Climate change has made Louisiana one of the most endangered states in the country. It has been struck by six major hurricanes in less than 25 years and lost hundreds of square miles of land to erosion in roughly the same period.
But thanks partly to its extraordinarily bad luck — in particular the devastation of Hurricane Katrina in 2005 and the Deepwater Horizon oil spill in 2010 — the state has also secured an enormous amount of money for coastal adaptation: The federal government spent billions of dollars after Katrina to help Louisiana prepare for future storms, and a later settlement with BP over the Deepwater Horizon spill gave the state tens of billions more for coastal restoration.
This combination of bad luck and federal largesse has allowed Louisiana to pursue an audacious coastal protection program that has been touted as a “proven playbook” and “the right way to build climate resilience.” Officials have spent billions creating new marshes and diverting river sediment, slowing down the disappearance of coastal land, and they’ve also undertaken several large levee projects to protect low-lying populations. This plan has backing from both Democrat and Republican politicians, even though program officials talk openly about its role in responding to climate change. The latest version of the plan, which Governor John Bel Edwards called a “success story,” sailed through the legislature last week.
But a reality check is on the way. The state’s ambitious projects have successfully reduced land loss and flood risk, but many of its coastal communities still face an existential threat from climate change in spite of all the new infrastructure. And the money that has sustained the state’s coastal buildout will dwindle in the coming decade, forcing ever harder choices about what to fund.
Every six years, Louisiana’s Coastal Protection and Restoration Authority, or CPRA, releases a kind of shopping list, identifying which coastal projects it wants to fund over the following 50 years. According to the newest version of the plan, released this year, the state aims to spend a whopping $1 billion annually on those projects, an astonishing goal that reflects just how much federal funding the state has received. Half the spending goes toward ecosystem projects that are designed to slow down coastal land loss, and the other half goes toward projects that protect towns and cities from flooding.
But when it comes to slowing down land loss, CPRA has always been fighting a rearguard battle, said Simone Maloz, the campaign director for the Restore the Mississippi River Delta coalition and a key collaborator on the state’s plan.
“We can build thousands of acres of marsh really quickly by tapping into the river or tapping into dredged material from offshore sites,” Maloz told Grist. “But we cannot have it all the way that it used to be. There’s just not enough time, there’s not enough money, there’s not enough resources.”
Even with Louisiana’s unrivaled resources, coastal protection has become a matter of triage. CPRA’s own estimates show that the effect of its restoration program will be limited compared to the sheer scale of land loss. Under a moderate scenario, if the state sees just over a foot of sea-level rise in the next 50 years, CPRA’s coastal protection projects will save about a third of the 1,100 square miles that the state expects would vanish. Under higher projections, with two feet of sea-level rise over the same period, the projects would save less than 10 percent of a staggering 3,000 square miles of vulnerable land.

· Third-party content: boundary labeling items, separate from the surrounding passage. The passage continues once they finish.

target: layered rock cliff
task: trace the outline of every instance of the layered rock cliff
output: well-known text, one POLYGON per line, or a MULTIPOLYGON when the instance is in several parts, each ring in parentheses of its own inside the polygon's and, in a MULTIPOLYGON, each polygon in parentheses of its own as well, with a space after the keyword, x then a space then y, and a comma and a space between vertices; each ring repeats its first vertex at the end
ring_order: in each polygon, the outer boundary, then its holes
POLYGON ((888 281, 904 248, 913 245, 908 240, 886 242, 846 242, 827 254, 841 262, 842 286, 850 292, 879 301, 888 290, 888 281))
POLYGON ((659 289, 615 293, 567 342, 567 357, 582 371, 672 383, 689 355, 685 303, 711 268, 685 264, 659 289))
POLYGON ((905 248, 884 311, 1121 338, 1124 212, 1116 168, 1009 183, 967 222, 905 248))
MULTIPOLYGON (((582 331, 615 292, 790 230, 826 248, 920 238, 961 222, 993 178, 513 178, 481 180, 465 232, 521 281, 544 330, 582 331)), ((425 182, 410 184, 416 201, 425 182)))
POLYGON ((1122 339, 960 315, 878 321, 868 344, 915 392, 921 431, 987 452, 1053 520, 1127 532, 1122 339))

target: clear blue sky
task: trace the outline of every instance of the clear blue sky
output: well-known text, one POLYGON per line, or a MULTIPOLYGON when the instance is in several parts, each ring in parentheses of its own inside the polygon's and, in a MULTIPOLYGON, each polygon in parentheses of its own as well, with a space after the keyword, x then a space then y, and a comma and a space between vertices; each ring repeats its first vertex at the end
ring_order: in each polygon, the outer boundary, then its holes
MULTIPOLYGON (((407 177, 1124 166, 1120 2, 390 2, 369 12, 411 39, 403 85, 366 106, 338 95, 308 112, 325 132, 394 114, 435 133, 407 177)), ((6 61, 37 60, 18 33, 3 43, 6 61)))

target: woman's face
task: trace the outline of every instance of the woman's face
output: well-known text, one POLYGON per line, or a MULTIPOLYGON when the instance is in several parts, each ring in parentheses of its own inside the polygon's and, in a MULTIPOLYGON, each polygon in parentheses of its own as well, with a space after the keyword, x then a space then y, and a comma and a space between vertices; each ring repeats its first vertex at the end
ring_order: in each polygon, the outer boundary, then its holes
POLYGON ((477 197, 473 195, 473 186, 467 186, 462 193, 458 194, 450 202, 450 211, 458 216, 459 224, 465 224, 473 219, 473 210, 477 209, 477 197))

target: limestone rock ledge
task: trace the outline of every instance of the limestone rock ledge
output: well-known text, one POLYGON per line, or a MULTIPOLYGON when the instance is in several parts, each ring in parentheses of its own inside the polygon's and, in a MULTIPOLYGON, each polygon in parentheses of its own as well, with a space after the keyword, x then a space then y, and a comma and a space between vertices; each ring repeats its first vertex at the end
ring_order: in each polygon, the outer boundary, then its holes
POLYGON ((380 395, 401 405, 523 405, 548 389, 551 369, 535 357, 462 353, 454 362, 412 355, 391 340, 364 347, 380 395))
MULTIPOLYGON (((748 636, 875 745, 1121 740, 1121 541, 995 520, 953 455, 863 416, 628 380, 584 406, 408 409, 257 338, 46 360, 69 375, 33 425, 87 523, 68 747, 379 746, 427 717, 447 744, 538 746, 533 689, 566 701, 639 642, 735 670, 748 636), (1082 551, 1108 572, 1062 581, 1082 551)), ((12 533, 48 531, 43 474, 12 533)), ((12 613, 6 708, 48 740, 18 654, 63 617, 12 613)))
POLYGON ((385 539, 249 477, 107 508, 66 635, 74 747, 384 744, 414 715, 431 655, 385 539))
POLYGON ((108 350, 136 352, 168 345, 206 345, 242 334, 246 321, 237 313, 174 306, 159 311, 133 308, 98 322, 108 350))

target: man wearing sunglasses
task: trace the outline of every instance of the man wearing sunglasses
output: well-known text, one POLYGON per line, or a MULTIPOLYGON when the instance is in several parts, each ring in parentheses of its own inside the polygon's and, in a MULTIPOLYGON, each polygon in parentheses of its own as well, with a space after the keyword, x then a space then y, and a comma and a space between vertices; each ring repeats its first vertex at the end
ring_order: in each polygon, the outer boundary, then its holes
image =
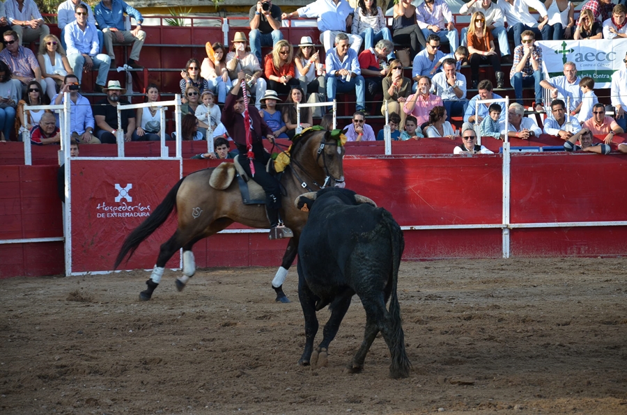
POLYGON ((98 31, 88 18, 88 6, 79 3, 75 10, 76 19, 65 26, 65 43, 68 45, 68 61, 78 78, 82 79, 83 72, 96 70, 98 75, 94 87, 95 92, 102 92, 107 75, 111 68, 111 58, 100 53, 98 31))
POLYGON ((6 18, 13 29, 17 33, 20 45, 43 38, 50 34, 50 29, 44 24, 43 17, 33 0, 6 0, 6 18))

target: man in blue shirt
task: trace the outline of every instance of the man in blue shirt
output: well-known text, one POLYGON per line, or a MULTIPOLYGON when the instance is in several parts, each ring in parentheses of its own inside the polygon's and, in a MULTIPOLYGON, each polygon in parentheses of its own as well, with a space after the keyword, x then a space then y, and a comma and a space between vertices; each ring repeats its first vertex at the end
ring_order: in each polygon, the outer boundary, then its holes
POLYGON ((348 47, 348 36, 339 33, 335 36, 335 49, 327 52, 327 98, 335 99, 336 92, 357 93, 357 110, 364 111, 366 107, 366 81, 357 52, 348 47))
POLYGON ((146 32, 141 30, 141 23, 144 22, 141 14, 122 0, 102 0, 95 6, 94 15, 98 22, 98 27, 104 33, 104 46, 107 47, 107 52, 111 62, 116 60, 113 50, 113 40, 115 37, 117 43, 133 44, 126 64, 134 69, 141 69, 142 67, 137 65, 139 52, 141 52, 141 47, 146 39, 146 32), (135 19, 134 29, 125 30, 124 13, 135 19))
POLYGON ((87 21, 87 6, 81 3, 75 9, 76 19, 68 24, 65 29, 65 44, 68 45, 68 61, 79 84, 85 70, 98 70, 95 90, 102 92, 107 83, 107 75, 111 68, 111 58, 100 53, 100 44, 95 26, 87 21))

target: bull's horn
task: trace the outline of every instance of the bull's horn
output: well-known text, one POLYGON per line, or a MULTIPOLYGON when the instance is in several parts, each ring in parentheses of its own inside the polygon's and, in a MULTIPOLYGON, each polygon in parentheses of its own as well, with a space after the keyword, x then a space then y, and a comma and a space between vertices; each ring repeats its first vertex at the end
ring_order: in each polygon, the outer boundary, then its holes
POLYGON ((303 194, 299 195, 296 196, 296 198, 294 200, 294 206, 296 207, 296 209, 298 209, 298 199, 300 199, 302 196, 304 196, 309 199, 311 199, 312 201, 315 201, 316 196, 318 194, 315 191, 310 191, 309 193, 304 193, 303 194))
POLYGON ((357 201, 357 203, 370 203, 375 208, 377 207, 377 204, 374 203, 374 201, 361 194, 355 195, 355 200, 357 201))

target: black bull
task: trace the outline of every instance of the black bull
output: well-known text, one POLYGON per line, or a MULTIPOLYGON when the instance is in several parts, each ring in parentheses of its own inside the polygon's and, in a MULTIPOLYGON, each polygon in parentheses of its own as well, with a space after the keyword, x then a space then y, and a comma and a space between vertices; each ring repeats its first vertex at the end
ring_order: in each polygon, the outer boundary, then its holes
POLYGON ((411 363, 405 350, 396 295, 398 267, 405 248, 403 232, 392 214, 374 202, 346 189, 325 189, 297 198, 309 217, 298 246, 298 297, 304 315, 307 343, 300 364, 325 366, 329 343, 357 294, 366 310, 364 341, 348 366, 363 368, 379 331, 392 355, 390 376, 407 377, 411 363), (390 299, 389 311, 385 308, 390 299), (326 305, 331 317, 316 351, 316 312, 326 305))

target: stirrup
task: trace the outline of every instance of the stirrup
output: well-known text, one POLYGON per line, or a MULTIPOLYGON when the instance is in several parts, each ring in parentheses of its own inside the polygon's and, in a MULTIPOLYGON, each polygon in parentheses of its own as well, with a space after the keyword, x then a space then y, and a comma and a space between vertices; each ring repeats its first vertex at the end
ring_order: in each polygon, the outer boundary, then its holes
POLYGON ((280 224, 278 226, 270 228, 270 232, 268 235, 268 239, 270 240, 280 240, 286 237, 293 237, 293 236, 294 233, 292 232, 291 229, 285 226, 283 224, 280 224))

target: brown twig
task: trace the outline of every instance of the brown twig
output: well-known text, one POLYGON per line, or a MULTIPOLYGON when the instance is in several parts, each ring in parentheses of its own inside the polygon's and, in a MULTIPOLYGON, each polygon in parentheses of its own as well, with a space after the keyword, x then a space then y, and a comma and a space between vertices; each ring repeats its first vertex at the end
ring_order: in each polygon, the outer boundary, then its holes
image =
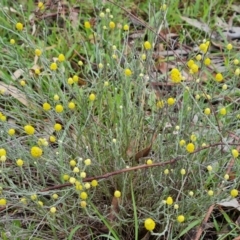
MULTIPOLYGON (((208 148, 219 146, 219 145, 224 145, 224 143, 221 143, 221 142, 220 143, 214 143, 214 144, 208 145, 206 147, 198 148, 191 154, 200 152, 200 151, 208 149, 208 148)), ((229 145, 238 145, 238 144, 229 144, 229 145)), ((142 164, 142 165, 138 165, 138 166, 135 166, 135 167, 124 168, 124 169, 120 169, 120 170, 117 170, 117 171, 114 171, 114 172, 109 172, 109 173, 106 173, 106 174, 103 174, 103 175, 100 175, 100 176, 85 178, 85 179, 83 179, 83 182, 91 182, 92 180, 106 179, 106 178, 109 178, 109 177, 112 177, 112 176, 115 176, 115 175, 118 175, 118 174, 121 174, 121 173, 136 171, 136 170, 139 170, 139 169, 165 166, 165 165, 173 164, 173 163, 177 162, 180 159, 181 159, 181 157, 176 157, 176 158, 173 158, 173 159, 171 159, 169 161, 166 161, 166 162, 154 163, 154 164, 151 164, 151 165, 142 164)), ((232 160, 233 160, 233 162, 232 161, 230 162, 231 165, 229 163, 229 167, 228 167, 227 173, 229 173, 231 171, 232 166, 234 164, 234 159, 232 159, 232 160)), ((69 187, 69 186, 72 186, 72 184, 71 183, 59 184, 59 185, 56 185, 56 186, 44 188, 40 192, 47 192, 47 191, 61 189, 61 188, 69 187)))
MULTIPOLYGON (((237 150, 240 151, 240 146, 237 148, 237 150)), ((229 174, 231 172, 234 163, 235 163, 235 158, 231 158, 230 162, 228 163, 227 172, 226 172, 227 174, 229 174)), ((219 188, 221 188, 221 186, 222 186, 222 184, 219 185, 219 188)), ((202 224, 199 226, 199 228, 197 230, 197 233, 196 233, 196 236, 195 236, 194 240, 199 240, 201 238, 201 235, 202 235, 202 233, 204 231, 204 226, 208 222, 208 219, 210 218, 214 207, 215 207, 215 204, 211 205, 208 208, 208 211, 207 211, 207 213, 206 213, 206 215, 205 215, 205 217, 204 217, 204 219, 202 221, 202 224)))
MULTIPOLYGON (((151 164, 151 165, 143 164, 143 165, 139 165, 139 166, 136 166, 136 167, 124 168, 124 169, 120 169, 120 170, 117 170, 117 171, 114 171, 114 172, 109 172, 109 173, 106 173, 106 174, 103 174, 103 175, 100 175, 100 176, 84 178, 83 182, 91 182, 92 180, 106 179, 106 178, 109 178, 109 177, 112 177, 112 176, 115 176, 115 175, 118 175, 118 174, 121 174, 121 173, 136 171, 136 170, 139 170, 139 169, 165 166, 165 165, 173 164, 180 159, 181 159, 181 157, 176 157, 176 158, 173 158, 173 159, 171 159, 169 161, 166 161, 166 162, 154 163, 154 164, 151 164)), ((72 184, 71 183, 60 184, 60 185, 56 185, 56 186, 53 186, 53 187, 44 188, 43 190, 41 190, 41 192, 47 192, 47 191, 61 189, 61 188, 64 188, 64 187, 69 187, 69 186, 72 186, 72 184)))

“We can rebuild a piece of marsh, but in 30 years, that may be the only piece of marsh there,” said Stuart Brown, a senior CPRA official and a main architect of the plan.
The state is also struggling to keep up with flood risk. For more than a century, Louisiana has relied on the federal U.S. Army Corps of Engineers to design and build large levee projects around major cities, with funds tending to arrive after these cities suffer damage from big storms. This was the approach the state took in New Orleans following Katrina: After the Corps’s old flood defense system failed during the storm, devastating the Lower Ninth Ward and nearby St. Bernard Parish, Congress gave the agency $14 billion to construct an enormous system of barriers and pumps. This system held up during a direct hit from Category 4 Hurricane Ida in 2021.